The pricing of the cocoa commodity is a major constraint in the country, especially for farmers who, out of ignorance, are cheated by some unscrupulous agents, according to GROW-Liberia Team leader, Yoquai Lavala.
“Maybe some have been getting their fair share, but some have not been,” he says. “It has not been a fair process for everyone.”
The price of cocoa is supposed to be passed down to traders who are duly registered with the arm of the government that has oversight responsibility, but this seems not to be the case.
“I can tell you from all indications that farmers have not been having their fair share of the produce,” he said.
It is against this backdrop that GROW is collaborating with Liberia Agricultural Commodities Regulatory Authority (LACRA), formerly the Liberia Produce and Marketing Company (LPMC), which manages the sector, to ensure that cocoa farmers get their just returns on their produce.
Lavala spoke when he and his team, which also included the Result Management Director Ritesh Prasad and the Intervention Assistant Joseph B. Johnson, made a donation of a computer set and its accompanying subscription to LACRA.
GROW, under the arrangement, is responsible for the provision of technical support to LACRA to help develop a sustainable market price information system to disseminate market price information to cocoa farmers at the point of sale. GROW is also facilitating and funding for seven months, the dissemination of cocoa prices on eight rural and national radio stations in Bong, Lofa, Montserrado and Nimba counties.

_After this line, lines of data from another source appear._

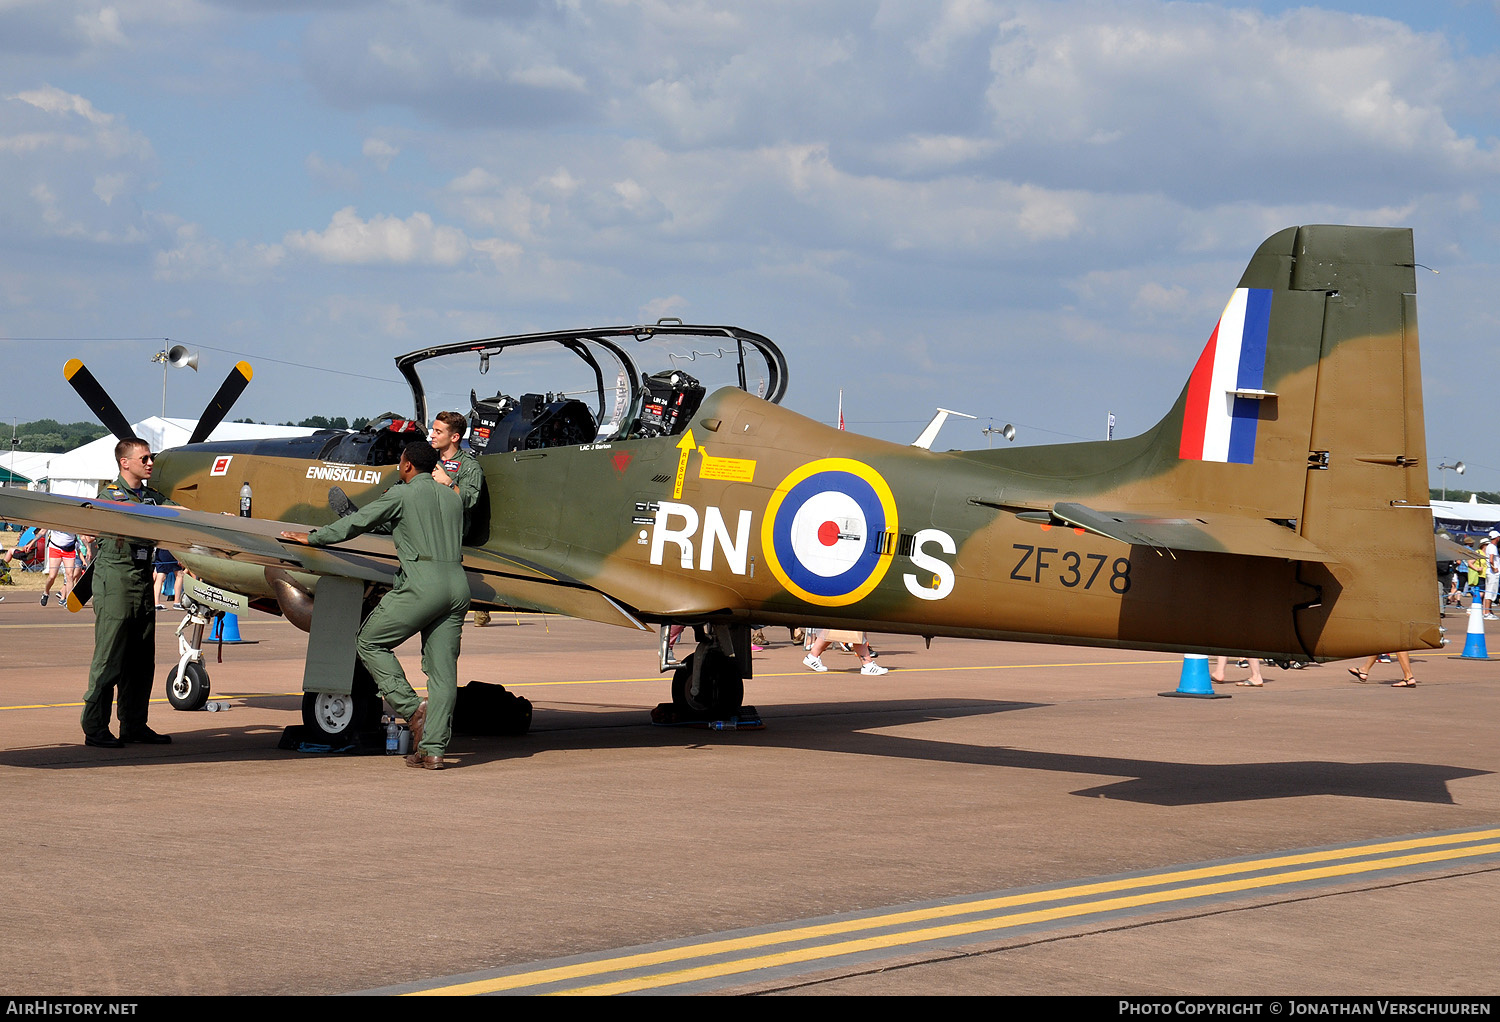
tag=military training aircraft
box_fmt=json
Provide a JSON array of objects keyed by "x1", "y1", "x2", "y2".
[{"x1": 0, "y1": 224, "x2": 1442, "y2": 740}]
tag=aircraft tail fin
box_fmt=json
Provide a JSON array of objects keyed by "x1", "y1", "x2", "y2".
[
  {"x1": 1155, "y1": 225, "x2": 1436, "y2": 654},
  {"x1": 969, "y1": 225, "x2": 1437, "y2": 657}
]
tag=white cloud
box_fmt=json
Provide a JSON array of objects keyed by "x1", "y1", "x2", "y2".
[
  {"x1": 0, "y1": 88, "x2": 153, "y2": 244},
  {"x1": 361, "y1": 135, "x2": 398, "y2": 171},
  {"x1": 471, "y1": 237, "x2": 523, "y2": 267},
  {"x1": 92, "y1": 171, "x2": 126, "y2": 204},
  {"x1": 640, "y1": 294, "x2": 688, "y2": 322},
  {"x1": 74, "y1": 4, "x2": 126, "y2": 47},
  {"x1": 152, "y1": 217, "x2": 285, "y2": 283},
  {"x1": 643, "y1": 141, "x2": 1091, "y2": 249},
  {"x1": 283, "y1": 206, "x2": 474, "y2": 266},
  {"x1": 1131, "y1": 281, "x2": 1189, "y2": 317},
  {"x1": 977, "y1": 3, "x2": 1500, "y2": 201},
  {"x1": 543, "y1": 167, "x2": 580, "y2": 196},
  {"x1": 444, "y1": 169, "x2": 548, "y2": 239},
  {"x1": 12, "y1": 85, "x2": 113, "y2": 124},
  {"x1": 448, "y1": 166, "x2": 500, "y2": 194},
  {"x1": 304, "y1": 5, "x2": 596, "y2": 127},
  {"x1": 882, "y1": 133, "x2": 1000, "y2": 174},
  {"x1": 508, "y1": 63, "x2": 586, "y2": 92},
  {"x1": 306, "y1": 151, "x2": 361, "y2": 191},
  {"x1": 289, "y1": 1, "x2": 1500, "y2": 210}
]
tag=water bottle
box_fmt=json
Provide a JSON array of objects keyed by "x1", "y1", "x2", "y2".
[
  {"x1": 709, "y1": 720, "x2": 738, "y2": 731},
  {"x1": 239, "y1": 481, "x2": 252, "y2": 517},
  {"x1": 206, "y1": 701, "x2": 227, "y2": 712},
  {"x1": 385, "y1": 716, "x2": 399, "y2": 754}
]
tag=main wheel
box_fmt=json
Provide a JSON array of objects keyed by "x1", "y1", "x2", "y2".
[
  {"x1": 301, "y1": 665, "x2": 383, "y2": 738},
  {"x1": 670, "y1": 649, "x2": 744, "y2": 719},
  {"x1": 165, "y1": 661, "x2": 210, "y2": 711}
]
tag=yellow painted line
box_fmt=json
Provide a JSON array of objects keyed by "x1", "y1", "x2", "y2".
[
  {"x1": 2, "y1": 651, "x2": 1475, "y2": 713},
  {"x1": 503, "y1": 660, "x2": 1180, "y2": 687},
  {"x1": 6, "y1": 650, "x2": 1465, "y2": 713},
  {"x1": 562, "y1": 840, "x2": 1500, "y2": 996},
  {"x1": 860, "y1": 658, "x2": 1177, "y2": 673},
  {"x1": 411, "y1": 829, "x2": 1500, "y2": 995},
  {"x1": 0, "y1": 659, "x2": 1188, "y2": 712},
  {"x1": 2, "y1": 695, "x2": 208, "y2": 711},
  {"x1": 0, "y1": 622, "x2": 97, "y2": 629}
]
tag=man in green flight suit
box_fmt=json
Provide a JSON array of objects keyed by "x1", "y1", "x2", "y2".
[
  {"x1": 281, "y1": 440, "x2": 470, "y2": 769},
  {"x1": 428, "y1": 410, "x2": 484, "y2": 536},
  {"x1": 83, "y1": 438, "x2": 175, "y2": 748},
  {"x1": 428, "y1": 410, "x2": 491, "y2": 624}
]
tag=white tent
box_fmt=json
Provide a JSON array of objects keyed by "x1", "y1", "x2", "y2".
[
  {"x1": 1431, "y1": 497, "x2": 1500, "y2": 539},
  {"x1": 0, "y1": 450, "x2": 54, "y2": 488},
  {"x1": 45, "y1": 418, "x2": 325, "y2": 498}
]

“So what we want to do is to make sure that everybody along the value chain understands the pricing, including the guy who is willing to pay for it, the one who is doing the aggregation of the trading, and the one who is producing it,” he said.
In this way, Lavala added, there will be some level of fairness in the pricing process. “This is why we are going into the villages and the community radio stations. We will even start to put billboards up that even people who are not into the sector will have an understanding of the pricing,” the GROW team leader said.
He said it is how the rubber sector in the country is structured. “You cannot tell any rubber farmer that he does not know the price. This is the same thing we want to do in the cocoa sector,” he said.
GROW, through its partner African Venture Limited (AVL), currently works with 3,000 UTZ certified cocoa farmers in several communities in Nimba.
UTZ is the world’s largest cocoa certification program working together with key industry members such as Mars, Nestle and Heinz to create an efficient sustainable program.
These are the people that have been certified to sell cocoa, Lavala said and indicated that there are additional three or four thousand farmers that “we have started working with but have not certified. We already have a partnership with another cooperative that is located in Massa-Bolahun, Lofa County.
“Understanding the level of work we have done in Nimba, we now want to test this in Lofa. Once we see that both are working then with the requisite government institutions we will make this a nationwide initiative,” he said.
Lavala noted there are indications that cocoa will make a big boost in the agriculture sector in the near future, adding that Liberia could have competitive advantage in this sector. “The fact that we have deciduous forest, and our climatic condition adjusts well with perennial crops makes cocoa one of the best crops for us. At the same time it is a forested crop. If you manage it well, most of our natural forest here can be preserved. So it works well for Liberia,” he stated.
The GROW donation was received by LACRA’s Deputy Managing Director for Administration, Andrew Allakamenin, who lauded GROW for intervening in such a critical area.
“We have been thinking about this for some time now and your intervention is timely,” Allakamenin said, also calling on the entity to help construct warehouses to address the challenges of storage.
He acknowledged that although the Internet and radio stations are vital media to convey information to the local farmers, Grow-Liberia should also think about erecting billboards in the community to post the prices of cocoa and other vital information within the sector.
“I want to thank you for the donation. We look forward with more networking when the new government takes over.
“Our indicative price helps the farmers to bargain. To some extent farmers need financial help, support, fermentation process. When LACRA comes into place, the sector will boom,” the LPMC Deputy Managing Director noted.
Meanwhile, Grow-Liberia has renovated a warehouse in Karnplay and built one in Buutuo that is able to take in 800 tons of cocoa; and in addition provided 25 dryers to farmers with each holding up to 400 kilograms of cocoa.
“We conducted a market survey analysis within the cocoa sector and we found out that warehousing was a major problem,” Mr. Joseph Johnson, another official, said. “There is nowhere to stack the cocoa; so as a result it is exposed to the heat and too much air and the moisture content gets so high. At that level, you cannot sell the cocoa at the price you want to.”